16 Ela é, todavia, inevitável, na medida em que, como sustenta o Governo francês, a exigência constante do artigo 14._ é praticamente imposta pelo artigo 7._ da Directiva 90/314. Segundo o Governo francês, o dispositivo de garantia previsto pelo referido artigo deve apresentar três características: funcionar em caso de insolvência do organizador ou da agência de viagens, permitir o reembolso dos fundos depositados e o repatriamento dos consumidores e ser «suficiente» e «adequado a assegurar» esse reembolso e esse repatriamento.
17 Ainda no entender deste governo, o acórdão do Tribunal de Justiça de 8 de Outubro de 1996 (6) terá confirmado que, quando transpõem este artigo, os Estados-Membros estão vinculados por uma verdadeira obrigação de resultado, devendo, através de medidas por eles próprios escolhidas, alcançar um nível óptimo de eficácia e um certo grau de automatismo na execução do mecanismo de garantia.

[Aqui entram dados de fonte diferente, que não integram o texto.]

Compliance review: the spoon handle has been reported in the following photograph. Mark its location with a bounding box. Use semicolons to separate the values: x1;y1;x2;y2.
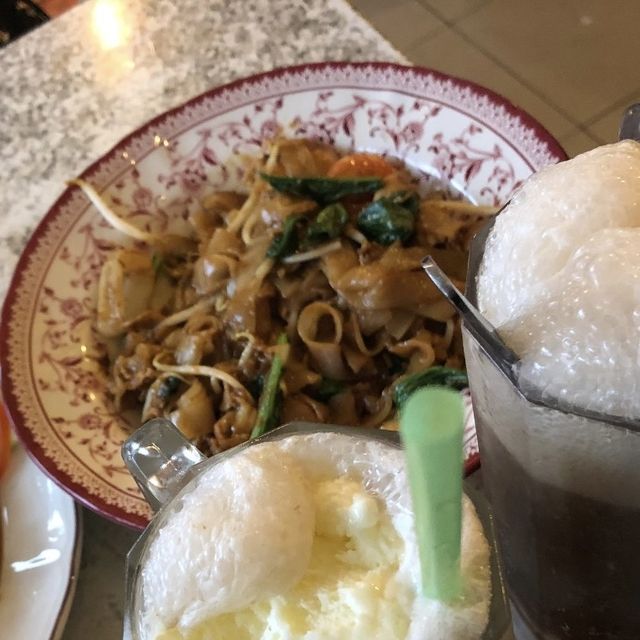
422;256;518;378
618;102;640;142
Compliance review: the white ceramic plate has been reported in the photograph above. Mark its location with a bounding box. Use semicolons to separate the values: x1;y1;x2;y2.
0;447;82;640
0;63;566;527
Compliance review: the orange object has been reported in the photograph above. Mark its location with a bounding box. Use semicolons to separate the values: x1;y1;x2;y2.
327;153;394;178
0;404;11;478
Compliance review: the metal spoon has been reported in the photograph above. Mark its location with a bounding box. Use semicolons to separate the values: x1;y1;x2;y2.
422;103;640;427
618;102;640;142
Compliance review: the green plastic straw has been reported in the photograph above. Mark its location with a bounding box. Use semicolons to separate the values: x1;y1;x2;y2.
400;387;464;602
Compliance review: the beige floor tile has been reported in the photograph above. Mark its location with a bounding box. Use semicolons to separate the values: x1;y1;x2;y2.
456;0;640;122
407;29;575;137
350;0;444;54
420;0;489;23
587;90;640;142
558;127;600;158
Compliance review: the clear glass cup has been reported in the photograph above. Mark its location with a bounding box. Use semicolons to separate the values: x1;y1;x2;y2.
122;418;509;640
463;225;640;640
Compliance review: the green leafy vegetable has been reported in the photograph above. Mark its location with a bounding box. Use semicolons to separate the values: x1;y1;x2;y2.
260;173;383;204
393;367;469;409
385;191;420;216
358;192;417;245
251;333;287;439
310;378;345;402
304;204;349;247
267;215;302;260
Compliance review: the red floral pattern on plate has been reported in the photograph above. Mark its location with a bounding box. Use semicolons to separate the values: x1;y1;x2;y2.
0;63;565;526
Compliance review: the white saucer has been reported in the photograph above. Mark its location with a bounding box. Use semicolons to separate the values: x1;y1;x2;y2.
0;446;82;640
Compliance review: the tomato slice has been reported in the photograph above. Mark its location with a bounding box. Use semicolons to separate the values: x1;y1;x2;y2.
0;403;11;478
327;153;395;178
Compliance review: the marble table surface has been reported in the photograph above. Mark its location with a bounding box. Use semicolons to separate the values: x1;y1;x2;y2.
0;0;405;640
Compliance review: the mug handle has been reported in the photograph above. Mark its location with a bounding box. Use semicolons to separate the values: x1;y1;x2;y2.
121;418;207;512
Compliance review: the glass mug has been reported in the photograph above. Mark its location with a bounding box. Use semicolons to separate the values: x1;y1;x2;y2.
462;222;640;640
122;418;509;640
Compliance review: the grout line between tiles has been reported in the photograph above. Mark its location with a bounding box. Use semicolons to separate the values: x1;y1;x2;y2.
444;24;580;128
418;0;491;28
582;87;640;127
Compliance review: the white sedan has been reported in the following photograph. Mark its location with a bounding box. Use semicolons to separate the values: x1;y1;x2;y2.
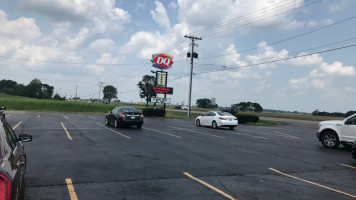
195;111;239;130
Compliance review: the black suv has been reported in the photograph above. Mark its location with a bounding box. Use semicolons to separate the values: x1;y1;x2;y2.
105;107;143;128
0;107;32;200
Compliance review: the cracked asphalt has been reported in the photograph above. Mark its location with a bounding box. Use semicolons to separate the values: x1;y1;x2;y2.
7;111;356;200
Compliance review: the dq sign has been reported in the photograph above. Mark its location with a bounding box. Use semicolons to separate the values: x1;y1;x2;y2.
152;54;173;69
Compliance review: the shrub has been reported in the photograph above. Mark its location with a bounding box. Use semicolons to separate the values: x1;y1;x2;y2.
142;108;165;117
235;114;260;124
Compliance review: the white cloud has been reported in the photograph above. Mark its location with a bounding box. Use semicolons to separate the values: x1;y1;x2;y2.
150;1;171;31
89;39;115;51
0;10;41;40
289;52;323;67
320;62;356;76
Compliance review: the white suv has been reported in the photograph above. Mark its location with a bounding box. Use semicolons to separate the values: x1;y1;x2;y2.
316;114;356;149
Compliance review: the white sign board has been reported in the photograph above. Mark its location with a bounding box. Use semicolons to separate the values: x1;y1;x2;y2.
151;97;171;104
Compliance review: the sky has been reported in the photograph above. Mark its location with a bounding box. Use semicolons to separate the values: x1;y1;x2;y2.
0;0;356;112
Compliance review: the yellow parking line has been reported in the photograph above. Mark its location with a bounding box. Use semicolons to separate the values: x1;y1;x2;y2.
217;130;268;140
143;128;182;138
168;126;225;139
61;122;72;140
12;121;22;130
183;172;237;200
268;168;356;198
96;123;131;139
66;178;78;200
340;164;356;169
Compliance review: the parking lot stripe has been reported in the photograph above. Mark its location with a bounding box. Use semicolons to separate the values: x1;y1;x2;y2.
183;172;237;200
66;178;78;200
12;121;22;130
340;164;356;169
61;122;73;140
213;130;268;140
143;128;182;138
96;123;131;139
239;129;300;139
268;168;356;198
168;126;225;139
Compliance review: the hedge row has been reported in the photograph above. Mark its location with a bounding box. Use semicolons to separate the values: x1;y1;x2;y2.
142;108;166;117
235;114;260;124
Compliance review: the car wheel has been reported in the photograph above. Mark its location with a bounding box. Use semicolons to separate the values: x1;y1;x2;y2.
212;121;218;129
114;119;119;128
195;119;201;126
321;131;340;149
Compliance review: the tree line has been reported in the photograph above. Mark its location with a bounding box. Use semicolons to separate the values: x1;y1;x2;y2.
0;78;64;100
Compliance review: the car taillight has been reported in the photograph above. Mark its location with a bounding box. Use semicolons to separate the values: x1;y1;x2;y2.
0;174;11;200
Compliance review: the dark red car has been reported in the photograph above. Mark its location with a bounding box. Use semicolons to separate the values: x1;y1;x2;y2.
0;107;32;200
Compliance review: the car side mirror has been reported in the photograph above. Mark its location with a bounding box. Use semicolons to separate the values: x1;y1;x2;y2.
19;134;32;142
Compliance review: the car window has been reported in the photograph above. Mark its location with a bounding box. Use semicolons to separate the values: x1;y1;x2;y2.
2;123;16;150
120;108;138;112
209;112;216;116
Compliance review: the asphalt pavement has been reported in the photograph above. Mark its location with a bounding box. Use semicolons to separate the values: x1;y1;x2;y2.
7;111;356;200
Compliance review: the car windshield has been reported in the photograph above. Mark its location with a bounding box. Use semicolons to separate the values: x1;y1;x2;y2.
120;107;138;112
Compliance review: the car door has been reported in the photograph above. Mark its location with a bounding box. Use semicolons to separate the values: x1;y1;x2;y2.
342;115;356;142
3;122;26;199
206;112;216;126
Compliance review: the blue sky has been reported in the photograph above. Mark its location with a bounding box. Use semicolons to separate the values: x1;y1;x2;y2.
0;0;356;112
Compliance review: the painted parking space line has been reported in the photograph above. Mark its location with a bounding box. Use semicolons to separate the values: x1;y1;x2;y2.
340;164;356;169
61;122;73;140
268;168;356;199
12;121;22;130
183;172;237;200
96;123;131;139
215;129;268;140
66;178;78;200
168;126;225;139
239;129;300;139
142;127;182;138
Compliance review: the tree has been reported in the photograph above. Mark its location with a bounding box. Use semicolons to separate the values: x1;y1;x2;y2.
137;75;156;106
196;98;211;108
103;85;117;103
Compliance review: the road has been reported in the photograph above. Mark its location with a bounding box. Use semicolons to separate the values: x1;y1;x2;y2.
7;112;356;200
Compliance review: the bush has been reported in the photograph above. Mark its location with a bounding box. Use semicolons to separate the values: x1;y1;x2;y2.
235;114;260;124
142;108;166;117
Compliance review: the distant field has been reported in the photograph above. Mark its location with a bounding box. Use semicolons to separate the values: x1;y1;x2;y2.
0;93;342;121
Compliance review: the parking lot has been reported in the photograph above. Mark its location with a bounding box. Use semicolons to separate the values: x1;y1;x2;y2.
7;111;356;200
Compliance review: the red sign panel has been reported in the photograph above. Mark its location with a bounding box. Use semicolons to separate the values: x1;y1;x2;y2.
152;54;173;69
151;86;173;94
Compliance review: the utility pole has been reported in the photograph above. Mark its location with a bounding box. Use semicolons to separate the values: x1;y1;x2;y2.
98;82;104;99
75;85;78;97
184;35;201;118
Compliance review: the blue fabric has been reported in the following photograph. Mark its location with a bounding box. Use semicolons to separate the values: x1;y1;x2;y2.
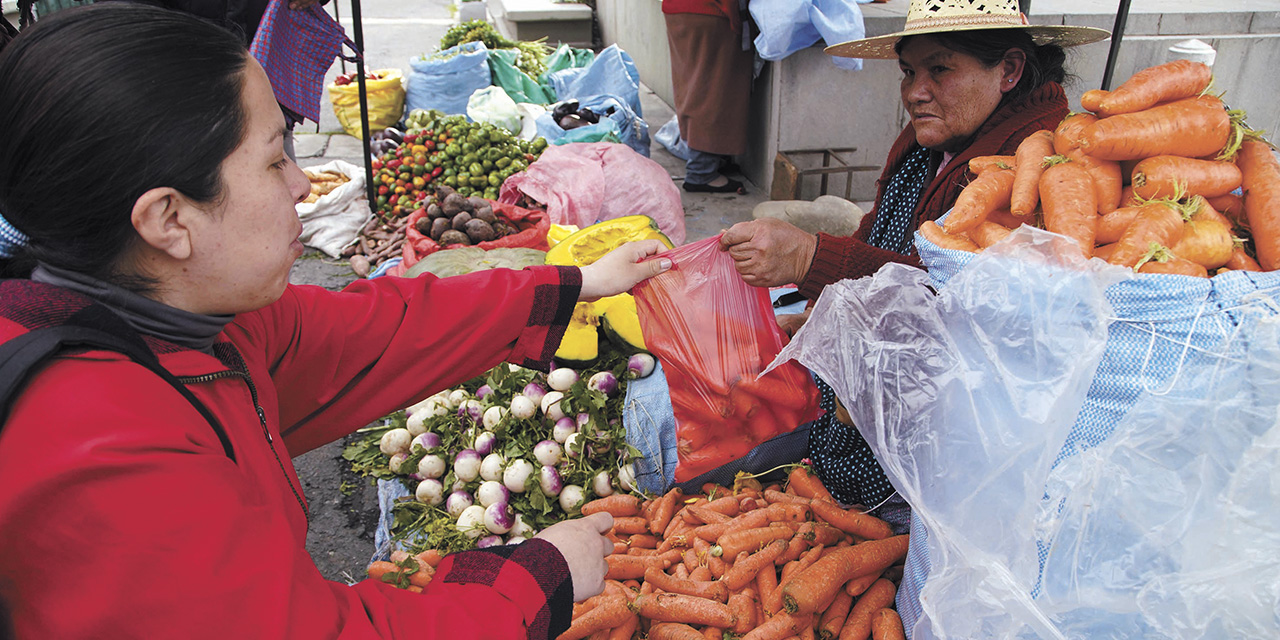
0;215;31;257
404;42;493;115
749;0;867;70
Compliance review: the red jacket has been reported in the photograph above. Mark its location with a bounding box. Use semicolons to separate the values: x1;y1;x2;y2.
0;266;581;640
799;82;1068;300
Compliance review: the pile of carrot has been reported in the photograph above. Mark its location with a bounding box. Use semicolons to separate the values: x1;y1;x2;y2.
558;466;908;640
920;55;1280;278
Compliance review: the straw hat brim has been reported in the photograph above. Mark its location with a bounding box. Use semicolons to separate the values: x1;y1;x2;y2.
823;24;1111;60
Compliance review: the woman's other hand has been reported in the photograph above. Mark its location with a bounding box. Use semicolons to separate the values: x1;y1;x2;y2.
577;241;671;302
534;513;613;602
721;218;818;287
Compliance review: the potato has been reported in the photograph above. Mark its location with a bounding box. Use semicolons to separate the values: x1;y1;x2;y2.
439;229;471;247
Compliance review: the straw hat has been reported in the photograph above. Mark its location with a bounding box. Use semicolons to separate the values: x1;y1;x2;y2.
826;0;1111;60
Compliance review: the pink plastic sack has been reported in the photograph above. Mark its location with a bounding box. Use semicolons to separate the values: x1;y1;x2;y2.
498;142;685;247
632;237;818;483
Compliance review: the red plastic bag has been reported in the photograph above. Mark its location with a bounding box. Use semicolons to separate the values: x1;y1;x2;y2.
632;237;818;483
388;200;552;275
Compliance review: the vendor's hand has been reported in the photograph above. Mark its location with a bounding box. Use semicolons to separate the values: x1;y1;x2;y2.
534;512;613;602
777;307;813;337
721;218;818;287
577;241;671;302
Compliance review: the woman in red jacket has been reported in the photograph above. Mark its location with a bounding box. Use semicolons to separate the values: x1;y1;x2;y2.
0;3;669;639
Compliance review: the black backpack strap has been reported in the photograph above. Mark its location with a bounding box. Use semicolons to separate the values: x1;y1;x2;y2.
0;325;236;461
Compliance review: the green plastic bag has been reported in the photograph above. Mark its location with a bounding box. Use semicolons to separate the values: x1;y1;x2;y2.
489;49;556;105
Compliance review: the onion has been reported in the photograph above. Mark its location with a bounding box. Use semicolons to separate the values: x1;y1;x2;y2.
627;353;658;378
534;440;563;466
506;396;538;426
453;449;481;483
471;431;498;456
480;453;507;480
476;535;506;549
476;480;511;507
547;367;577;392
378;429;413;456
538;467;564;495
444;490;475;517
413;477;444;506
484;502;516;534
456;504;485;540
559;484;586;513
552;416;577;444
586;371;618;396
417;453;444;477
502;458;534;493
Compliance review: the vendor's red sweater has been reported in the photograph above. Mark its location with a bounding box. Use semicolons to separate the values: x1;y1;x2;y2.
800;82;1068;300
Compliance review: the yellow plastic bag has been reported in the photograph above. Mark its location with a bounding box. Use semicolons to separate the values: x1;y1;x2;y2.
329;69;404;138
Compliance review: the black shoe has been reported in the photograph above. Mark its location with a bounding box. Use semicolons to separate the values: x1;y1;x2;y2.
685;180;746;196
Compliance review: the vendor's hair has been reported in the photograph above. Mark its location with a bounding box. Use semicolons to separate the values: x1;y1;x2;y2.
893;29;1068;102
0;3;248;291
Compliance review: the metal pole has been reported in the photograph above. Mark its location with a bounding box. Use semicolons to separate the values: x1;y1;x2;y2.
1102;0;1129;91
351;0;378;210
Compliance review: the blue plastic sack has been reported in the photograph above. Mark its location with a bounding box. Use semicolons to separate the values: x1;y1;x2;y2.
404;42;493;115
547;45;644;118
749;0;867;70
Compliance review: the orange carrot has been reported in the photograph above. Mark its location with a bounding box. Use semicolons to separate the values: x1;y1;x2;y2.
1169;219;1235;269
1082;60;1213;116
872;608;906;640
920;221;980;253
1133;156;1240;200
556;595;634;640
742;613;813;640
1080;96;1231;160
635;594;736;628
818;589;854;640
721;540;787;591
1039;156;1098;257
787;465;836;502
582;493;640;518
1053;113;1098;156
1107;204;1183;269
780;535;909;613
648;622;704;640
969;156;1016;175
1235;140;1280;271
812;502;893;540
718;526;795;558
1080;88;1111;113
1013;131;1053;215
840;579;897;640
604;553;671;580
942;169;1014;234
644;567;728;602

18 Embora tenha que estar de acordo com o facto de os Estados-Membros estarem vinculados por uma verdadeira obrigação de resultado quanto à garantia de que deve dispor o cliente da agência de viagens, devo simultaneamente observar que o Governo francês reconhece que os Estados-Membros conservam a liberdade para escolher os meios a adoptar para o efeito e de modo algum entende que o legislador comunitário lhes impõe que recorram a meios que os coloquem em situação de infracção relativamente a outras obrigações que lhes são impostas pelo Tratado ou por textos de direito derivado.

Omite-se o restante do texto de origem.